I feel alone, a little used up and set
aside in this divided world. My
closest friend argued that my pacifism
is misplaced as we stood under an oak
with the campfire dancing upward, and
factions of my family judge me misguided.
My convictions feel like chains.
'Why can't we all just get along,' plays
sadly in my head. Yet I know we are
victims of our visions. I can no more
surrender my sense of life's purpose
than those who would have me believe
their way. All my children are here with
me with small hands and trusting eyes,
then I blink and the walls are a different
color and the window frame has changed.
We are at war.

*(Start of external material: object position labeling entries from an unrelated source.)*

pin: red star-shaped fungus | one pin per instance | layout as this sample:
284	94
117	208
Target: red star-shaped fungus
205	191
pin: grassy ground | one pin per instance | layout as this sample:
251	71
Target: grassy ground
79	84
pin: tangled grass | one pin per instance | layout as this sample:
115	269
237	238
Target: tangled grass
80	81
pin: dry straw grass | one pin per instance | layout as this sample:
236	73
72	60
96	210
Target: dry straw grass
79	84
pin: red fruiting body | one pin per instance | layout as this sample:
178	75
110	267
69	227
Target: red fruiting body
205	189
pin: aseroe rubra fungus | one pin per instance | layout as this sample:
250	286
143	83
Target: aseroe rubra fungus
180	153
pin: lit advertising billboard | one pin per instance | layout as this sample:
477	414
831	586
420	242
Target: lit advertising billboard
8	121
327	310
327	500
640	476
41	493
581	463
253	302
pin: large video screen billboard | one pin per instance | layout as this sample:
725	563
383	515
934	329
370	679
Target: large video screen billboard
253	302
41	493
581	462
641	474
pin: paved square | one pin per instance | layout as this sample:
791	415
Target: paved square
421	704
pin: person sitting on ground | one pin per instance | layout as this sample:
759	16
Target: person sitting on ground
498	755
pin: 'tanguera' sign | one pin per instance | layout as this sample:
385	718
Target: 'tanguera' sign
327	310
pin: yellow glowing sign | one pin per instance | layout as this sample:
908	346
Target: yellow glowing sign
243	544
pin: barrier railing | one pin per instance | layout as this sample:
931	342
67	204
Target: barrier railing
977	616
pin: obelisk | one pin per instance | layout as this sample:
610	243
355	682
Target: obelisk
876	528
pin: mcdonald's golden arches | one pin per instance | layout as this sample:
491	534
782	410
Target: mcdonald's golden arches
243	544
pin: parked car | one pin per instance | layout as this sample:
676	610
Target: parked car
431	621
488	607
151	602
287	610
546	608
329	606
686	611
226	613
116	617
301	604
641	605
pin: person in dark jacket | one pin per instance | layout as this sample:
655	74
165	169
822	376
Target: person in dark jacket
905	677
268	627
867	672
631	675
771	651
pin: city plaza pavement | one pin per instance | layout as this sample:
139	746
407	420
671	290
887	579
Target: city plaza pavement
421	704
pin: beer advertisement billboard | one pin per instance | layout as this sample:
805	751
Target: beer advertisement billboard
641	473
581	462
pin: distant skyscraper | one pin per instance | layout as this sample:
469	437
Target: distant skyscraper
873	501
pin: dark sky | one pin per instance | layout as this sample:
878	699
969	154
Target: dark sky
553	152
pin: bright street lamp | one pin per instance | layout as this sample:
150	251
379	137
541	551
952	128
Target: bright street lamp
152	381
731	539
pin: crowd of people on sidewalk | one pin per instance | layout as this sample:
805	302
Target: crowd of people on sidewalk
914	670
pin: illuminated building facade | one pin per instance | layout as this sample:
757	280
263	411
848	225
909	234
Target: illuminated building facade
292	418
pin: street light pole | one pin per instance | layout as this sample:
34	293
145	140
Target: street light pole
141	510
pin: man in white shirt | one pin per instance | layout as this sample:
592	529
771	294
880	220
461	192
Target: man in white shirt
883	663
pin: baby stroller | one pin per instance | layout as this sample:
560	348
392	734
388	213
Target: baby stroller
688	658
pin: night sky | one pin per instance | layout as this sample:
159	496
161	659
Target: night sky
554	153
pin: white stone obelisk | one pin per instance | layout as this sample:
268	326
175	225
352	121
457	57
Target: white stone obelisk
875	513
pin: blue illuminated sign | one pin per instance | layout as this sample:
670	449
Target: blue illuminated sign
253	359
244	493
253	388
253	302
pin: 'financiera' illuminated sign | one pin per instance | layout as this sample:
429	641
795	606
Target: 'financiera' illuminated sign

America, the swift and
fierce, plays nightly on my screen and my
feeble fist, shaking in protest, is impotent.
I cannot make the world for those trusting
eyes to be a shared vegetable garden.
Nor, it seems, can I pretend acceptance.
Thus, I am alone, shrunk by my dream of
bucolic sweetness with no tools to answer
those with all the answers. I am painted
into a foolish corner, unable or unwilling
to take the more accepted path. Come
light, give me practical tasks to stem my pain.